In Search of Identity

By Julio Dourdil-Diniz, Luxembourg

(Note: The writer works at the European Parliament in Luxembourg. Born in Mozambique, he is Goan on his grandmother’s side. He has been a teacher, army interpreter and translator with the BBC Monitoring Service in Reading. )

I’m a regular ‘visitor’ to most Goan websites on the Internet and am very interested in everything connected with Goa and the Goan people. This is basically (but not only) because I am part Goan myself. My grandmother was born and raised in Panaji and emigrated to Mozambique around 1890. She died and is buried there. I went to Goa for the first time in February 1999 and spent two weeks in Salcete (Varca). For the first time in my life, I felt ‘at home’ and among whom I proudly call ‘my people’. It was very important for me to feel that way because I have never had any real ‘roots’. My mother (half-Goan) was born in East Africa and my father is Portuguese. His own father came form Spain and mother from France. My mother tongue is Portuguese, although I speak English at home with my wife and children (my wife is Scottish by birth). I have been been round the world but it was ONLY in Goa that I felt at home.

When I declare how I feel about Goa or mention my Goan ancestors, there is usually a snigger of disbelief or even sarcasm. You know how it usually goes (at least here in Western Europe): "Hello", "How do you do", "Do you live here", and then THE question that always prompts an awkward answer from me, namely "Where do you come from? Are you French, Dutch, English? No?? Well...!!! What ARE you then?", as if  ethnic Europeans were the only "real people" around the Continent.
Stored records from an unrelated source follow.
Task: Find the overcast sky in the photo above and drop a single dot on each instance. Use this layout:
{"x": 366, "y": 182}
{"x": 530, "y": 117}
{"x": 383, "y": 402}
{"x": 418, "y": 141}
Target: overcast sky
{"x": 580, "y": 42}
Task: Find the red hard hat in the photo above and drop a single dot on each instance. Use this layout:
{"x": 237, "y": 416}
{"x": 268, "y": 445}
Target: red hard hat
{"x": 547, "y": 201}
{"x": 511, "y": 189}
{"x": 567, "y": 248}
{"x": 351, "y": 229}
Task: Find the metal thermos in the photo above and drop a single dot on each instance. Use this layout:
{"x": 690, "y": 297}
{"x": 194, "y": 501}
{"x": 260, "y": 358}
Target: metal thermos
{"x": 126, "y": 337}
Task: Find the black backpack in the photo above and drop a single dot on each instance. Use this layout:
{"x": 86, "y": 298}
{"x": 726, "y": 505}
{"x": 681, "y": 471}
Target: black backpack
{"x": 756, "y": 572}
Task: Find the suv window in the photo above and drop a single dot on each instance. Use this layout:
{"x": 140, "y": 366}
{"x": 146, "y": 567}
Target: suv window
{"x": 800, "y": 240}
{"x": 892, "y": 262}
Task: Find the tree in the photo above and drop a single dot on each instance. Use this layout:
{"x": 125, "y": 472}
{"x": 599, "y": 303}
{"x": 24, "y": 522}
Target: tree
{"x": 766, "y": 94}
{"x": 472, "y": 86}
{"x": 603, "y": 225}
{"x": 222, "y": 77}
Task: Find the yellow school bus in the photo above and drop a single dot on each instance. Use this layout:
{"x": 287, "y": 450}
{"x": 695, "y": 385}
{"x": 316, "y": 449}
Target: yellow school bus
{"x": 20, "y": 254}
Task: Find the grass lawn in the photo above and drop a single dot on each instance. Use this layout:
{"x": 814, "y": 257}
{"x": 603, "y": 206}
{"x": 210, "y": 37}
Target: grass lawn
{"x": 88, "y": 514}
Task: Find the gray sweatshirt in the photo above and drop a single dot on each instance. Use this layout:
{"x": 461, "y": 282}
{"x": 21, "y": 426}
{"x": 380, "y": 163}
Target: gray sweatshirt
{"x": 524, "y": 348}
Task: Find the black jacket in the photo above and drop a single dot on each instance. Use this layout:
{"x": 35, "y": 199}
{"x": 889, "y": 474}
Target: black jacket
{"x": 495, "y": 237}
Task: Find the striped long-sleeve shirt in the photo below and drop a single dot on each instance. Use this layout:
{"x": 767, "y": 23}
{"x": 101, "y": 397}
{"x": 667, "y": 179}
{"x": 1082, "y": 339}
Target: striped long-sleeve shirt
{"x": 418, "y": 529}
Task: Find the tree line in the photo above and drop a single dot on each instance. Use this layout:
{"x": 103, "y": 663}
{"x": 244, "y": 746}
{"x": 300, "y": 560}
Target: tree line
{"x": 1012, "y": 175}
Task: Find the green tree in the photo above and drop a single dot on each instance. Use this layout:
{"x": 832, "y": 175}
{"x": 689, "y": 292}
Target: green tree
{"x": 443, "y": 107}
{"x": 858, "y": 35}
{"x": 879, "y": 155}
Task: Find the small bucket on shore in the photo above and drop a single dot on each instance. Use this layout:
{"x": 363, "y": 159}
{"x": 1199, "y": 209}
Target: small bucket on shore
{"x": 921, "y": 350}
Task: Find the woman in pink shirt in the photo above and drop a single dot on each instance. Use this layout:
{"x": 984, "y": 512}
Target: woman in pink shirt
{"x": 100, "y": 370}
I refuse to say I'm Portuguese just because my father was born in Portugal. After all, his own father came from Spain and his grandmother from France. I can't say I'm a true Goenkar either (alas...!) just because my mother was Eurasian and my grandmother a real Goan, born in Panaji and raised in Salcete. And when I say that I'm Mozambican (where I was born and spent my childhood and adolescence, plus the first years of my married life), people just laugh and say:" Oh, funny Mozambican you are, with such a white skin!". To this I usually say that the Yanks are not particularly 'red-skinned', unlike the true natives of North America, neither are the Australian emigrants particularly 'brown' either and yet they are naturally accepted as "Americans" and "Australians" just the same.

It is true that as the years go by, Goans outside Goa will probably get increasingly mixed (racially and probably culturally as well). I myself am a good example of that, aren't I? Most people think I'm Belgian, French, sometimes even Swiss, God knows why, and that's why they express surprise and disbelief when I tell them that I'm partly Goan and partly Portuguese, with some French blood thrown in as well ("Dourdil" is a French surname from the Languedoc-Roussillon, in the South-West of France). They dismiss it instantly and refuse to believe me, and the subject is immediately dropped because they tend to feel uncomfortable about it.

Now, when I was in Goa last February I suddenly realized that for the very first time in my life I was surrounded by people whose identity (just like mine) is MIXED - Roman Catholic (or ex-R.C.) Eurasians, basically. Not all, of course, but many, surely. I know that not all Goans are Catholic - I was one, for a few years, but not anymore. I now feel closer to the Buddhists than to the Christians, even though I don't belong to any Church.

But Goan attitudes are the same as the one I found at my grandmother's home, and to me she was the kindest person in the family. I can't explain my feelings very objectively. It is certainly not only a question of ethnic or cultural affinity - even though I'm beginning to find that more important now than I did in the past because it makes communication and contact easier. It is a special attitude towards Life as a whole. I found in Goa, not only among the Catholics but also among the Hindus, a "dimension" that I feel is sadly lacking in Western Europe - I don't know how to describe it: maybe a certain "respect" for some kind of "Force" that surpasses us, for something more powerful than us, something that we cannot grasp but nevertheless exists, some kind of living "link" with "Something" above and beyond us - and their belief that "we are not alone", if you see what I mean. I could use the word "God" or "religious feeling", but I'd rather not, because these words have been corrupted and often lead to misunderstandings.